"There are," said Bernardin de Saint Pierre to J. J. Rousseau, "more than five hundred modes of looking at Nature." "Yes," replied Rousseau, "and none of them true."

Naturalists are apt to be like that King of Siam who, after a long series of observations in the hot climate where he lived, decided that water was always, and in its own nature, a fluid: a truth which was regarded as demonstrated beyond dispute until a traveller ascended the mountains of Ava, contiguous to Siam, and there encountered some philosophers who declared water was only a fusible crystal - a rock which heat alone could dissolve. O naturalists, you also have your mountains of crystal!

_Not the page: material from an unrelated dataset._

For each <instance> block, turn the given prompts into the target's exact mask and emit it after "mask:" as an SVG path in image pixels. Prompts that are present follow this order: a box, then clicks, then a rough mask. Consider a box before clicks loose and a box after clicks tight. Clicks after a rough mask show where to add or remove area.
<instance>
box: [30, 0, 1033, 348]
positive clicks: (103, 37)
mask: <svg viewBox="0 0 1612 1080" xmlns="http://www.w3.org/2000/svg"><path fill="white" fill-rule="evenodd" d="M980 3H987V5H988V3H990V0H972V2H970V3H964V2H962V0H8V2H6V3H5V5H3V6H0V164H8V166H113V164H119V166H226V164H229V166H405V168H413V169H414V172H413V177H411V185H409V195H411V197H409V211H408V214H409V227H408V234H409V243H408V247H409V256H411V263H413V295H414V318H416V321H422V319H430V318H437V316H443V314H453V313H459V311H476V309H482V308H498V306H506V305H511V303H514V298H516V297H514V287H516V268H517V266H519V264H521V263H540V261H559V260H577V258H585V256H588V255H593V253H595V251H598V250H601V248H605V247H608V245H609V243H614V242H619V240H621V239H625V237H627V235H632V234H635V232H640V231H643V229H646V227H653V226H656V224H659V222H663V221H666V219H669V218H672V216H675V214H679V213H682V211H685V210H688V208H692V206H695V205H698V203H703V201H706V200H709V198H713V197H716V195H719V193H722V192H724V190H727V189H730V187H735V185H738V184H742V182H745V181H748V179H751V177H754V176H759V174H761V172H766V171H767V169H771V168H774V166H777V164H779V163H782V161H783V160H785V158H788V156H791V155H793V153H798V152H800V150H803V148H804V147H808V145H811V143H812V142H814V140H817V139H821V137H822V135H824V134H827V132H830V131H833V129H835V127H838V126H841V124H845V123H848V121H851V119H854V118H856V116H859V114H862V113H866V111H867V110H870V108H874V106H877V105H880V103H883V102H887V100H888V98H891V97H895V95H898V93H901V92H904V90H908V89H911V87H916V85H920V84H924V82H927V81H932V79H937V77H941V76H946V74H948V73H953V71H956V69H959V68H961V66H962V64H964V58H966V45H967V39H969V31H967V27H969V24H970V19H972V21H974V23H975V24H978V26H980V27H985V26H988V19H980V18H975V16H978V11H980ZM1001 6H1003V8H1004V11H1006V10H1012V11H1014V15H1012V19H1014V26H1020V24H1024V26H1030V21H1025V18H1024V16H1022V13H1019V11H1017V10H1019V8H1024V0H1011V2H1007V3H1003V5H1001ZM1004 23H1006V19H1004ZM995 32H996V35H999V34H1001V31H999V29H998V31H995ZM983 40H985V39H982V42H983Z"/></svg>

The world about us is all harmony, of which we can perceive only a part. The Cephisus that watered the gardens of the Academy has disappeared with the woods of Mount Hymettus. The old Scamander has vanished with the cedars of Mount Ida, beneath whose shade it had its source. The climate of Italy was aforetime milder than now - less relentless in its heat until the destruction of the forests of the Tyrol. He who cuts down a tree destroys a colony of insects, a home or haunt of many birds, a source of food to quadrupeds perhaps, or even to man. The plantain-tree that shades a fountain or hangs over the marshy borders of a stream, is a beautiful object. Between the river and the trees there is a harmony. The Persians were scourged with pestilential maladies from their marsh-bordered rivers until they brought the plantain-trees to their aid. "There has been no epidemic at Ispahan," says Chardin, "since the Persians adorned with such trees their rivers and gardens".

Wc may observe, too, the harmony of colors, Raphaelle was no such colorist as we find the sun to be. As the winter departs the modest violet first blossoms beneath a vail of leaves. This modesty means need of shelter. Protecting leaves radiate back upon the fragrant little flower all the heat it gives out. As the snows disappear, blossoms of other flowers open, which, display themselves more boldly, but you will observe that they are blanched, or nearly so. In the transition from the last snows of winter to the first blossoms of spring, the harmony of color is preserved; hillsides and orchards are laden with a delicate white, varied rarely with the pink, as in the flowers of the almond. Petals of the apple blossoms floating on the wind resemble the flakes of snow so lately seen falling through the air. As the warm season advances, the colors deepen until we come to the dark crimson of the autumn flowers, and the brown of the autumn leaves. This change is meant not only to be beautiful; it has its use and meaning. Why are the first spring flowers all white, or nearly so? Because, while the winds are still cold, and the sun only moderately kind, a flower would be chilled to death if its heat were radiated rapidly.

But radiation takes place more freely from dark colors; from black, from the strongly-defined greens, and blues, and reds. In the hot weather flowers and leaves so colored cool themselves more rapidly at night, and form upon their surface the refreshing dew. In the early spring there is little need of dew, and consequently of facilities for cooling. The delicate spring flowers are, therefore, of a color that is least likely to encourage radiation. For the same reason, because white substances give out least freely the heat they contain or cover, arctic animals are white, like their native snows. For the same reason, too, the snow itself is white. When the cold becomes intense, snow falls, and lies like a fur mantle upon the bosom of the earth. If the snow were black, or red, or blue, it would still allow a portion of the heat to escape, which is now retained under its whiteness. The colors even of men darken in hot climates, and in the hottest they become quite black. Black substances give out heat most freely.

In regions subject to almost incessant cold, a short summer produces flowers of extremely vivid coloring. The summer, although short, is fierce, and the plants radiate rapidly that they may escape destruction. The dark verdure of the north- ern pines would cause them to lose heat with great rapidity. To compensate for this, they are found growing in a pyramidal form, which catches and retains a cover of snow so cleverly as to protect them during the severe winter season. Birches that grow in the same forests, rise among the pines like silver columns, not formed and shaped to retain a covering of snow like the evergreens, because they do not need it.

Surely we need be at no loss to discern, amid such harmonies and adaptations of Nature, that "Such bounty is no gift of chance," and that, in spite of the sneer of Rousseau, there is a true and useful way of looking at Nature.

The Parsonage, August, 1862.

[Very pleasant gleanings indeed; chaste, classical, and full of food for deep thought. We should be glad to have more such "gleanings" among the "ripe and mellow ears." - Ed].